ゴム成分としては、例えば、天然ゴム;スチレンブタジエンゴム;ブタジエンゴム;イソプレンゴム(合成イソプレン);ブチルゴム;クロロブチル、ブロモブチルなどのハロゲン化ブチルゴム;エチレン−プロピレン−ジエンゴム(EPDM)などが挙げられる。

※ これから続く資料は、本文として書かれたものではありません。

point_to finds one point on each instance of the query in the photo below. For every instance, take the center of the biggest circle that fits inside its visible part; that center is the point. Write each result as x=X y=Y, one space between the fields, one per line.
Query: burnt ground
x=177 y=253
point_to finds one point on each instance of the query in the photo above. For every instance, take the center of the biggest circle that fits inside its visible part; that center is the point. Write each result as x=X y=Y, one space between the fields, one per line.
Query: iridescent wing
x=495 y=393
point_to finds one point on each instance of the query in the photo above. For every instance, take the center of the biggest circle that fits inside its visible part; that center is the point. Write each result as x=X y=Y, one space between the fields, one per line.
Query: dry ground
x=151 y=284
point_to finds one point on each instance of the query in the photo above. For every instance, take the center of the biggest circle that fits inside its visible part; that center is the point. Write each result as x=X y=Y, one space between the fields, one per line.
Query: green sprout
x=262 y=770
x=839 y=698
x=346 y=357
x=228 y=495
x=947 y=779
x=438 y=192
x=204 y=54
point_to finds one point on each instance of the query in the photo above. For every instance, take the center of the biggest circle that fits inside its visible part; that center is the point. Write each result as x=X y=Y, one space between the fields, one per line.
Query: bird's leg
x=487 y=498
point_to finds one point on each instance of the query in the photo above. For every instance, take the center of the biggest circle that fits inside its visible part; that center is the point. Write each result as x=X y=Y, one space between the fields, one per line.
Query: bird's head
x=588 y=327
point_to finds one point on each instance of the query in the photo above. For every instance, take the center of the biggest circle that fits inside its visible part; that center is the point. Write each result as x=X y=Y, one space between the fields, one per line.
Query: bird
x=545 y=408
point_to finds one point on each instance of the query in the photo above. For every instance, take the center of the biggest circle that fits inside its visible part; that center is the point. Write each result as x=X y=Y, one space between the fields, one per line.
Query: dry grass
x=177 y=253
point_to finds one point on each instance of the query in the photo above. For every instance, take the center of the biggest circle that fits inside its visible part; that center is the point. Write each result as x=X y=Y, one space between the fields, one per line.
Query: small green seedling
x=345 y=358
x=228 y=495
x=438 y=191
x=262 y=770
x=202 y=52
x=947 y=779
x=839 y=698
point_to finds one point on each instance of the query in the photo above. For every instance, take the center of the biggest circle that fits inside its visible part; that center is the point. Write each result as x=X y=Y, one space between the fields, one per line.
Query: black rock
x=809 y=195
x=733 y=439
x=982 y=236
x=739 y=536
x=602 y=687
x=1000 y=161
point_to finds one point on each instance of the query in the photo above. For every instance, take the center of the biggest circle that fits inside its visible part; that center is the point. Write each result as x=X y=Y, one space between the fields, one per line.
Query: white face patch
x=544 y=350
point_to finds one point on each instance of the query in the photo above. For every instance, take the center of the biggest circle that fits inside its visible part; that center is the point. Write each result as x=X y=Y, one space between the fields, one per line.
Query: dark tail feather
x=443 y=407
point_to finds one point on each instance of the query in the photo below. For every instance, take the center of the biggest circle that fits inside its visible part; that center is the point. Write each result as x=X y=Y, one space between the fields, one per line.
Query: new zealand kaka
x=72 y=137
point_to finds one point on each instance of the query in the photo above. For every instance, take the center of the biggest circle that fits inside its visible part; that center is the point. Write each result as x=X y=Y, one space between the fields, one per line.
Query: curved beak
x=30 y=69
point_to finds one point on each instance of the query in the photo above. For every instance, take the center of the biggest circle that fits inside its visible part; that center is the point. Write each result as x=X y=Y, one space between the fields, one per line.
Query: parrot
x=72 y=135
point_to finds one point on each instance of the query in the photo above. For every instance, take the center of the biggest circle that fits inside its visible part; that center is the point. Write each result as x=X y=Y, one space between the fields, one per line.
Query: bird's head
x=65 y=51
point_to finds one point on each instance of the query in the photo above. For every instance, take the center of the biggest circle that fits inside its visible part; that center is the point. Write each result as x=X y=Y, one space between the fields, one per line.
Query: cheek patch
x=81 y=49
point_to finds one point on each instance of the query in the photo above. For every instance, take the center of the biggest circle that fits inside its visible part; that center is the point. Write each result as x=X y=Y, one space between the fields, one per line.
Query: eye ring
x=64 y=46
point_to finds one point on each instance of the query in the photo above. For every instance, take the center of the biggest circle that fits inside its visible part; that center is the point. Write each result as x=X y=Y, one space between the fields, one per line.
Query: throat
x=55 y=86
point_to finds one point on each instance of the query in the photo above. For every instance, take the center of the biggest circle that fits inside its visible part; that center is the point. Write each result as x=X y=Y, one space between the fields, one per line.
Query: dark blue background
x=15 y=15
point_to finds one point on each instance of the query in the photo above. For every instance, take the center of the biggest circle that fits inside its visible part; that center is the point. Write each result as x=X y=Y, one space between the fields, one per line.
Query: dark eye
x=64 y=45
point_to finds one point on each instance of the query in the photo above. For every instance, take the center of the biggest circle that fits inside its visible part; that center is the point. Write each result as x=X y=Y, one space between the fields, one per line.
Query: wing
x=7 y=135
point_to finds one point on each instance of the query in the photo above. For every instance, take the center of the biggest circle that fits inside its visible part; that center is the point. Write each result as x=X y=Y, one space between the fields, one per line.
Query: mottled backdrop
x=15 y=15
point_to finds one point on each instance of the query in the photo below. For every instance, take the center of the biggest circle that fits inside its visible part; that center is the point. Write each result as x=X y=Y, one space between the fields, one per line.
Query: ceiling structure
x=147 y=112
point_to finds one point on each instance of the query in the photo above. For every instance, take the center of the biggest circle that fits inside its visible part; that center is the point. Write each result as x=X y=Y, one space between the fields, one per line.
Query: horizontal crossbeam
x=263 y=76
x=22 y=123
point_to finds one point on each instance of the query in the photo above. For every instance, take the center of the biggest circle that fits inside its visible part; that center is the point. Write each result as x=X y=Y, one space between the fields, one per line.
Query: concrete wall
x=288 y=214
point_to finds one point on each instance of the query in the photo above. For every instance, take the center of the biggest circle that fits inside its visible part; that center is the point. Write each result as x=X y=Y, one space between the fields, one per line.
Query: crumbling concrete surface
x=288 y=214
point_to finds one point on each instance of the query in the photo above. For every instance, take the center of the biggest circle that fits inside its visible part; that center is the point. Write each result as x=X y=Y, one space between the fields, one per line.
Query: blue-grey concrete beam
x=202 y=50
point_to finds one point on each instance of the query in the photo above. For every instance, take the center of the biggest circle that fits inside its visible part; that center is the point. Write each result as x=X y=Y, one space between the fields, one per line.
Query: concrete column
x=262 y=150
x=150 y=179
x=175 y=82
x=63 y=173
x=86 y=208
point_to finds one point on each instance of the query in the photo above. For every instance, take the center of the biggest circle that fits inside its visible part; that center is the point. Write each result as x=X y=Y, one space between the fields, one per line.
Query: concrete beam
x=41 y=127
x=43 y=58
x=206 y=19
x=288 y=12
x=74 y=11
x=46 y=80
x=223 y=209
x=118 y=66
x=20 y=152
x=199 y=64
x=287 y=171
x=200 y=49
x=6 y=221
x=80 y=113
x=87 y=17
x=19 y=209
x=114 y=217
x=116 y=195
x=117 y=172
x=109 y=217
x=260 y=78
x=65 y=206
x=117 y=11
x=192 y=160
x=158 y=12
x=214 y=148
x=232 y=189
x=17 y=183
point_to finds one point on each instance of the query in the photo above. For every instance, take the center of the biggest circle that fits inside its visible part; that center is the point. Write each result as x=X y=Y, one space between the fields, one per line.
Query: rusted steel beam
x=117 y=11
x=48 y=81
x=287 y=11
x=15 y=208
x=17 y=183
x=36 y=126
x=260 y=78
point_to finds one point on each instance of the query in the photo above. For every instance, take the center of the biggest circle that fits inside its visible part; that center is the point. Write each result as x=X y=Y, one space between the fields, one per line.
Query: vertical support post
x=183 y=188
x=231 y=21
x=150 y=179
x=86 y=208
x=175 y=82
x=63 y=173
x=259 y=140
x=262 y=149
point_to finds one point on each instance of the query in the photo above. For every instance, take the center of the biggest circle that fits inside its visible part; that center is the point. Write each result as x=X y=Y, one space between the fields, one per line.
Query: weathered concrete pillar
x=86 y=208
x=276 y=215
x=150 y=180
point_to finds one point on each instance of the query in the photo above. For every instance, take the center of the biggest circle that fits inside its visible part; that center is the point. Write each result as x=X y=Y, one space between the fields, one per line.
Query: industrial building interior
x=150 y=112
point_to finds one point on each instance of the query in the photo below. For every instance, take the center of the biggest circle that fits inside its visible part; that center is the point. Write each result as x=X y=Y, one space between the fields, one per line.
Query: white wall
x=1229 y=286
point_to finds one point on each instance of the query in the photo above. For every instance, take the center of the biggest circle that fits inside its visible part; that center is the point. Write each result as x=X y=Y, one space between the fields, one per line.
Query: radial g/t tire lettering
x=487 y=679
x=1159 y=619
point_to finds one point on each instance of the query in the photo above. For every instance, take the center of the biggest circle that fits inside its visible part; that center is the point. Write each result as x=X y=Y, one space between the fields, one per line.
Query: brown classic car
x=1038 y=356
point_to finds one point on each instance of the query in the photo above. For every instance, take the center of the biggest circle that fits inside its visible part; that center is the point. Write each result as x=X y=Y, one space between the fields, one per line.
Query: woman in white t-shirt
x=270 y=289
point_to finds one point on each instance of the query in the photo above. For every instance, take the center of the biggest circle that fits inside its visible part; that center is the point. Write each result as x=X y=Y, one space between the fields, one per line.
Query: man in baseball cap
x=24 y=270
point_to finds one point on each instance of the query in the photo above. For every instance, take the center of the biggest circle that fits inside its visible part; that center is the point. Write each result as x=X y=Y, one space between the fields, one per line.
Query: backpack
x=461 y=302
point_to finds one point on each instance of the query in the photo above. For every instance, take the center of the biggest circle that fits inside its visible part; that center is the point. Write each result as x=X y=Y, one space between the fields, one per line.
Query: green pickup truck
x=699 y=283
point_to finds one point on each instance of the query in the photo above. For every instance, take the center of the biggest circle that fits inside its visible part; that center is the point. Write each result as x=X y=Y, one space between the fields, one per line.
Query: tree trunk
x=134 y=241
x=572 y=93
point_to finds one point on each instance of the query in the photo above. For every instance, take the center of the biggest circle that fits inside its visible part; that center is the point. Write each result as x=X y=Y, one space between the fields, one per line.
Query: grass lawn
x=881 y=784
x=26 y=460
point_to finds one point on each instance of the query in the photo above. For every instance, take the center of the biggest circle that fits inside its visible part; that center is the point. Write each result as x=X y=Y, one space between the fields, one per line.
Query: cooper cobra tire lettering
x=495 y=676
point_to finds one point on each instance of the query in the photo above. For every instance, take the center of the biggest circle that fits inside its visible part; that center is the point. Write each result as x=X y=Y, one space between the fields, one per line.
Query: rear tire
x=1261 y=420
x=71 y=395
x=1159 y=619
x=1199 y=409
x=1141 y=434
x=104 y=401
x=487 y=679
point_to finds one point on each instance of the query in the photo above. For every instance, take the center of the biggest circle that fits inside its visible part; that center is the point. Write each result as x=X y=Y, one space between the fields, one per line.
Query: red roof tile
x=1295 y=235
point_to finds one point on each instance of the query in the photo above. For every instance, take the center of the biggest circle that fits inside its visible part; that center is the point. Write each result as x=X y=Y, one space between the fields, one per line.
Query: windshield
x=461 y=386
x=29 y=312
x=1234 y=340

ゴム成分は、1種単独で、または2種以上を組み合わせて用いてもよい。
【0021】
<一般式(I)で表わされる化合物>
本発明において、上記一般式(I)で表わされる化合物は、グリップ性能の向上に寄与する成分である。
式中、Mは、リチウム、ナトリウム、カリウム、ルビジウム、セシウム、ベリリウム、マグネシウム、カルシウム、ストロンチウム、バリウム、ラジウム、アルミニウム、鉄、銅、スズ、チタン、バナジウムおよびマンガンから選択される金属のカチオンである。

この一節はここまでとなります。